In a perverse sort of way, oil importers have been lucky recently. Global crude prices have fallen quickly because of slow demand from faltering world economies, a decision by OPEC to hold supplies as they are, and unexpected surpluses of crude stockpiles in some nations. The Iran embargo was supposed to push oil prices toward the record prices set in 2008. The fact that the prediction was wrong represents one reason the economies of the U.S., China, Japan, the United Kingdom and the European Union have not stumbled worse than they already have. If Brent traded above $120 or so for several months, some fragile national economies may have buckled into depressionlike periods.
As the Iran situation has reached a critical point, the IEA’s list of three reasons for shortages have largely been forgotten. They should not be. Nigeria and Venezuela are each among the 10 largest countries by proven oil reserves. Each has an unsteady political situation.
Weather has been overlooked as well, but hurricane season has started again. The National Oceanic and Atmospheric Administration predicts as many as 15 storms in the six-month season that began in June.

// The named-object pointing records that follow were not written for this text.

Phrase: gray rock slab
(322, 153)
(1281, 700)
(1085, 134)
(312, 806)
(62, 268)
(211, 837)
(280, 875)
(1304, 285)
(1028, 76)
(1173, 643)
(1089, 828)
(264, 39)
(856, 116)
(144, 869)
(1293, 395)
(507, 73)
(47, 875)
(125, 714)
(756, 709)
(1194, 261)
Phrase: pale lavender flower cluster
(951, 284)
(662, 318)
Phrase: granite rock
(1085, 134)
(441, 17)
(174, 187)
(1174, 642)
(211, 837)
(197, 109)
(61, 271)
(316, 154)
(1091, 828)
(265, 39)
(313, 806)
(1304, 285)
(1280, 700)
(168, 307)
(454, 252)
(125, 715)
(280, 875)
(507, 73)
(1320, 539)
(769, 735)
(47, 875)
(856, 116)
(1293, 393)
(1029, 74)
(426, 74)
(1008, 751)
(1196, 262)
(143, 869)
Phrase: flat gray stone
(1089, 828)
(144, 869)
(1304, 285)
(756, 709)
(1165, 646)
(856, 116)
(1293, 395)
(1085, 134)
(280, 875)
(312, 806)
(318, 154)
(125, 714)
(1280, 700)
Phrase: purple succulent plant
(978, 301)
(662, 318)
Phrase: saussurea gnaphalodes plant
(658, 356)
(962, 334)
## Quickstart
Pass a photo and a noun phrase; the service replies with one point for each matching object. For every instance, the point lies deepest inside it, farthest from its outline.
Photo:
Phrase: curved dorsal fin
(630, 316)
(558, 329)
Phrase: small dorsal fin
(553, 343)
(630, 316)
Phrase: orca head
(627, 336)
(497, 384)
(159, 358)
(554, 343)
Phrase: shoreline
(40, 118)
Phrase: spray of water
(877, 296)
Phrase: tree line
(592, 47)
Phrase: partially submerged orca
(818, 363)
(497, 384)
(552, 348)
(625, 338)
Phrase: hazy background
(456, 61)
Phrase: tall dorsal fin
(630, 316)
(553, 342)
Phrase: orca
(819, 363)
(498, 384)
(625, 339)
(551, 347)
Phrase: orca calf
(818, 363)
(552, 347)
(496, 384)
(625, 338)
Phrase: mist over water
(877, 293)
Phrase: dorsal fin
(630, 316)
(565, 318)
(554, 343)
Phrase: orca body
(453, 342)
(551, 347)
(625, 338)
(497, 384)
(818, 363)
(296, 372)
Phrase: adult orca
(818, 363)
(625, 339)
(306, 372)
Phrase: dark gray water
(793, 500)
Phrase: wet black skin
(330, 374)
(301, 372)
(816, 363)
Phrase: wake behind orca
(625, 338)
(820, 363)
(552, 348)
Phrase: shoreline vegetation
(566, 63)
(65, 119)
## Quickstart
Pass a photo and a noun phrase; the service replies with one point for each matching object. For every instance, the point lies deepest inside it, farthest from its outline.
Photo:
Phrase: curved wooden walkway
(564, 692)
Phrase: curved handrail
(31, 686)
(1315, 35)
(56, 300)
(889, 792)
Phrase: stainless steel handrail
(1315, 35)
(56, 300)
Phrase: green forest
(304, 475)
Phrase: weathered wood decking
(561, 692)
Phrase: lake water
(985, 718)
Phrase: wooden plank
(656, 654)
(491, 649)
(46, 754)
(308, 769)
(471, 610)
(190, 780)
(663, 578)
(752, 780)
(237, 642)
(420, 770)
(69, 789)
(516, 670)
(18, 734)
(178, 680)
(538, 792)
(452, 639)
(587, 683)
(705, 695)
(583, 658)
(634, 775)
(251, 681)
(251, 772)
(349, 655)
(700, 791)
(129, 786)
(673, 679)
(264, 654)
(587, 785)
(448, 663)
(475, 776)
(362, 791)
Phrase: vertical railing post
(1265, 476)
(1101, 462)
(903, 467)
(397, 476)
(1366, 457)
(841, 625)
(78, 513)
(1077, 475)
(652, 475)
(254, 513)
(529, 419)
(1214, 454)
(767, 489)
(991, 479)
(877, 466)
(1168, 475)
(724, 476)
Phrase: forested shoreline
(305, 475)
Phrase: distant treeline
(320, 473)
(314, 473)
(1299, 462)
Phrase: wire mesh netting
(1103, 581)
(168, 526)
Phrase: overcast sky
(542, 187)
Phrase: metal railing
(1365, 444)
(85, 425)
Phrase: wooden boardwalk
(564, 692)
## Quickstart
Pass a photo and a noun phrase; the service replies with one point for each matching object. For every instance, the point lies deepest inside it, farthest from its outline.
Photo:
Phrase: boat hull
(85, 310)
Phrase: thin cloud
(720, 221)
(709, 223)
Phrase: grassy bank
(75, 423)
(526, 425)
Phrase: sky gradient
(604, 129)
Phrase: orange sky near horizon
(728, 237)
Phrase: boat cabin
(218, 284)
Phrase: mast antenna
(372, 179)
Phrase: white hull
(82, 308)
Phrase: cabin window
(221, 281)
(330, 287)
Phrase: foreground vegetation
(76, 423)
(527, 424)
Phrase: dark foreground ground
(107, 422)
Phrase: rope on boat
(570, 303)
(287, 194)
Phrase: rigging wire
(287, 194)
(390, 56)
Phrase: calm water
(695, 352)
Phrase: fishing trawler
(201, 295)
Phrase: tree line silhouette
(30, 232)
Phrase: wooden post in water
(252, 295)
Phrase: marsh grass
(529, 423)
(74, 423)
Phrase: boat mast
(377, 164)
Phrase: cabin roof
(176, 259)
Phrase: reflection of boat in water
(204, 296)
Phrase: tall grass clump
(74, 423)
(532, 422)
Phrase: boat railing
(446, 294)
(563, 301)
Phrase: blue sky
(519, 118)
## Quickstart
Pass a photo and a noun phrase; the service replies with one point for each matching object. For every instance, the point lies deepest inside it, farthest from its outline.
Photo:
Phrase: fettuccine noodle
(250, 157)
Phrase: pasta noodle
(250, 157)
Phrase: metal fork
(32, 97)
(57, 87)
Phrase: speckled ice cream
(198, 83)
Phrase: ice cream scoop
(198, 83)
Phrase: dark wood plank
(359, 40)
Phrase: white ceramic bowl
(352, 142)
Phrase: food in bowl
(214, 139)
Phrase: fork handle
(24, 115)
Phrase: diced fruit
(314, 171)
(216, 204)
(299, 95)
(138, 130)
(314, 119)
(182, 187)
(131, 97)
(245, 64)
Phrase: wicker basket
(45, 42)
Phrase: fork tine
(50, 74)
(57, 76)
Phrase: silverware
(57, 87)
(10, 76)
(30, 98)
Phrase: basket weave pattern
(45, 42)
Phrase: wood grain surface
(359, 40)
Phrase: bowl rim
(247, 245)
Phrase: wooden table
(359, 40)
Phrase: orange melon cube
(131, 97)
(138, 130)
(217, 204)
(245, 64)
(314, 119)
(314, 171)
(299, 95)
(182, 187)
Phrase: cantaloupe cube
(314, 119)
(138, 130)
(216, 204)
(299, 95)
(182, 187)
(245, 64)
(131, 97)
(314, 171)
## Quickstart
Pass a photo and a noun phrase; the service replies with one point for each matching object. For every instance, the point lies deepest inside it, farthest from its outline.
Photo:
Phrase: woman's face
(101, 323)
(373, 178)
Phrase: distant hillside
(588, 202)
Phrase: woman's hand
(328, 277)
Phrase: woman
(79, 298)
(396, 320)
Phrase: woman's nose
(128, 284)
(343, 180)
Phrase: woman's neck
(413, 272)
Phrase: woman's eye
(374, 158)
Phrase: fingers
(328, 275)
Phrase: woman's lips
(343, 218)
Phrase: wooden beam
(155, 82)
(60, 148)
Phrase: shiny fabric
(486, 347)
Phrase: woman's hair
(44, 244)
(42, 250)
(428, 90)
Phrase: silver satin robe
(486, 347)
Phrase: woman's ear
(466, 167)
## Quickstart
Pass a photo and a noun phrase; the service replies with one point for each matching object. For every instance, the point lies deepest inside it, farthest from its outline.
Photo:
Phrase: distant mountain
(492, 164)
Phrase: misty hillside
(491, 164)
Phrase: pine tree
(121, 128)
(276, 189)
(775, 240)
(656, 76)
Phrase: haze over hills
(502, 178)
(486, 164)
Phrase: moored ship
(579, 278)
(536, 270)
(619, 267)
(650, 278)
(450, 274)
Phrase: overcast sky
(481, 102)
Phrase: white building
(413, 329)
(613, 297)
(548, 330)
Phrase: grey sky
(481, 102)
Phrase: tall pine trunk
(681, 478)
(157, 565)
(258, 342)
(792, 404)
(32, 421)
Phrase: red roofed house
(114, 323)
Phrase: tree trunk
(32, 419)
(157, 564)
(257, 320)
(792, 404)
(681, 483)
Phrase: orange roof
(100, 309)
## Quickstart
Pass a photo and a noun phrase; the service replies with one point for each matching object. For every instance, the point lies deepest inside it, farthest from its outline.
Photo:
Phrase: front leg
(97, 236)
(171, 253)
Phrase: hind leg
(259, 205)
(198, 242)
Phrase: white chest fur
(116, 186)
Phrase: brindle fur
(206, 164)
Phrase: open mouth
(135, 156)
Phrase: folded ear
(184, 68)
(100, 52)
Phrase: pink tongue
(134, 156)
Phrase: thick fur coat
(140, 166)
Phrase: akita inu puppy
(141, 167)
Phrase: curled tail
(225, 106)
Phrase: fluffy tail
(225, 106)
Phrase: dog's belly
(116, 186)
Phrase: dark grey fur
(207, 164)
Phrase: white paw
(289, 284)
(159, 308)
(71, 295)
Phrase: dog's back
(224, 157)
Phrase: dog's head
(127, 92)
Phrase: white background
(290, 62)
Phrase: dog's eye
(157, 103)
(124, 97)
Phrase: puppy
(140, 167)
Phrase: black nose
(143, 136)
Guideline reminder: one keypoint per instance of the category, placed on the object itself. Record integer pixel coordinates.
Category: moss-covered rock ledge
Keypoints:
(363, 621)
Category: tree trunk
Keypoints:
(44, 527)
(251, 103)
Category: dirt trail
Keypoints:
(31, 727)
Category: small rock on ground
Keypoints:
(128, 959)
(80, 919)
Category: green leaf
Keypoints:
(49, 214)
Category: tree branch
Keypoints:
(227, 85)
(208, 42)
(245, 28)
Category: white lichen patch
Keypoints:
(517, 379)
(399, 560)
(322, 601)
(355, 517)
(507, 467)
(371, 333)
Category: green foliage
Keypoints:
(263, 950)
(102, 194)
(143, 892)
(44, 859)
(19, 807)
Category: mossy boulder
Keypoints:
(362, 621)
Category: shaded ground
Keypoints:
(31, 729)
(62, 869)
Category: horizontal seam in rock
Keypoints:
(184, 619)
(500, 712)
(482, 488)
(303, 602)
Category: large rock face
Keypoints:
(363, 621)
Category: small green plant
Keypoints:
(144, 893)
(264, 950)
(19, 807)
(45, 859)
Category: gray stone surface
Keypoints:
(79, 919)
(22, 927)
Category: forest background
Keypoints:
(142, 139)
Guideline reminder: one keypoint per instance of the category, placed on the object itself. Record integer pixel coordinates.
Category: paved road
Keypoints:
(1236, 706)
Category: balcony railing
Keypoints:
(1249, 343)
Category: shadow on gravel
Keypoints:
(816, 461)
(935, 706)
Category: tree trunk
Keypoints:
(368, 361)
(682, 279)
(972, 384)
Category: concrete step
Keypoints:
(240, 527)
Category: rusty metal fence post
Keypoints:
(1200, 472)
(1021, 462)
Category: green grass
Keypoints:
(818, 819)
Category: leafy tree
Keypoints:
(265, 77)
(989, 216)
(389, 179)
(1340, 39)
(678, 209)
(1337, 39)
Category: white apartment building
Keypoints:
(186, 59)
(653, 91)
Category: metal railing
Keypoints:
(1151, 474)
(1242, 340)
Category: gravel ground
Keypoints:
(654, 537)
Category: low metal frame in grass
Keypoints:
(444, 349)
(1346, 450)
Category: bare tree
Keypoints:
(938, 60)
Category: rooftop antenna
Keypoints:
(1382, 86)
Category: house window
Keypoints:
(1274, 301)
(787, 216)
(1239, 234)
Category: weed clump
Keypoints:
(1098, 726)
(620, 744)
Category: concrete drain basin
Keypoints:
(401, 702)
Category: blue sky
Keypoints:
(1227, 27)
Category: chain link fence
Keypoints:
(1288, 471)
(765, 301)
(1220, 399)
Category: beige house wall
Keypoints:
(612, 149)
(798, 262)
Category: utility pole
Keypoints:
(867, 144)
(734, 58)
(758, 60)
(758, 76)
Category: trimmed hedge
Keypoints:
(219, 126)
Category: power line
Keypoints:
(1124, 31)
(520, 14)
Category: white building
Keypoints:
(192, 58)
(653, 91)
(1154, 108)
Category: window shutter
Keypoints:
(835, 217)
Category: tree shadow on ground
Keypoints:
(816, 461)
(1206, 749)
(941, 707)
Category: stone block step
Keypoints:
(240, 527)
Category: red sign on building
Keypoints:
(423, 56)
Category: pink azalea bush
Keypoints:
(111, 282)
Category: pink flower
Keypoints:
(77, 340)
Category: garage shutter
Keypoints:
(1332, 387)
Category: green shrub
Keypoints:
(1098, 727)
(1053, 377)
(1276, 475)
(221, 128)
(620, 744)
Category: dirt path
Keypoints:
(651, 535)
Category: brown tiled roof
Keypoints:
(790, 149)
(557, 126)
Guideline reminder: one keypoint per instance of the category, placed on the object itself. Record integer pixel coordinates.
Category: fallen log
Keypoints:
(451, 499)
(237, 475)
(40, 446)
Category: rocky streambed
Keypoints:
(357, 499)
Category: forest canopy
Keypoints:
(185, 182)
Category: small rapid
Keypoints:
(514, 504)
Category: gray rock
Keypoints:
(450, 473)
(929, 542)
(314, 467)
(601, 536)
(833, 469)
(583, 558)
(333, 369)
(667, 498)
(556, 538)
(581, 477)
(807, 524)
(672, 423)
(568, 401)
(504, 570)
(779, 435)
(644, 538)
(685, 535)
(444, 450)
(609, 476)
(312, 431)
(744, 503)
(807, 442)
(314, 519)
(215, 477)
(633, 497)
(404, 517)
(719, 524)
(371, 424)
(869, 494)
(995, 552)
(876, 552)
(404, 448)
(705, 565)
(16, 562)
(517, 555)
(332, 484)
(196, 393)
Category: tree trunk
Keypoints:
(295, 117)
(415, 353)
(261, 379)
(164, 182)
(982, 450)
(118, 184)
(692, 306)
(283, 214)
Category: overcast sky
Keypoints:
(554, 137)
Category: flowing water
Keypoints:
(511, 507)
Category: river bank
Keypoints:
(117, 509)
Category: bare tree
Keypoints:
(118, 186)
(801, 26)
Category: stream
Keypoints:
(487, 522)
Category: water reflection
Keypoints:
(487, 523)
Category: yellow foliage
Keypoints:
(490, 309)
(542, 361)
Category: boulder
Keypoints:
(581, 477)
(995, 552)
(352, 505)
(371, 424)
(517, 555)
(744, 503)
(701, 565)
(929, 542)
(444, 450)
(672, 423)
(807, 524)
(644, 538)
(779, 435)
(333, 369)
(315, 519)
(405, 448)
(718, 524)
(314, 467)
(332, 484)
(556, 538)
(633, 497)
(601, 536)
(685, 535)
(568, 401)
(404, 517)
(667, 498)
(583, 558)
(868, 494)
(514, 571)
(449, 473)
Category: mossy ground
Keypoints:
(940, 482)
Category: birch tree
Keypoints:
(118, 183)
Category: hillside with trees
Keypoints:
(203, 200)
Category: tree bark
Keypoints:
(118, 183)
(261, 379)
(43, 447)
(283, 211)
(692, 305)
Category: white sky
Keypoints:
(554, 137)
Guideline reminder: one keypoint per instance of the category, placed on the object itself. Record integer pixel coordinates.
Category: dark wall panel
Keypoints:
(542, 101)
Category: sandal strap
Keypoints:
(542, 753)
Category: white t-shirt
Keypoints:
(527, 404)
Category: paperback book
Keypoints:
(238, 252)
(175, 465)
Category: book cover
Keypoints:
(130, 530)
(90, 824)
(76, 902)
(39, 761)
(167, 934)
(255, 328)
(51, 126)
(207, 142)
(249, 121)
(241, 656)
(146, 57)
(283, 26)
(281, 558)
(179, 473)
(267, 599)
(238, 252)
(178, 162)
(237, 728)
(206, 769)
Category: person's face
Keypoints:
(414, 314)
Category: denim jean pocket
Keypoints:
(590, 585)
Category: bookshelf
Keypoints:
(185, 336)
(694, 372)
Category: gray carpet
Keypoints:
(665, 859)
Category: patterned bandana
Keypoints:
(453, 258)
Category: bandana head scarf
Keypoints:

Based on past experience, some of those could move far enough into the Gulf to interrupt drilling and refining.
A new price increase in oil that can be attributed to Iran, if there is one, will be fairly small. The one factor that could alter that soon is military tension between Israel and Iran over the latter’s weapon’s programs — the same weapons that triggered the ban initially.
So, the situation in Iran may not do much by itself to increase crude prices. But the traditional means of disruption are still present.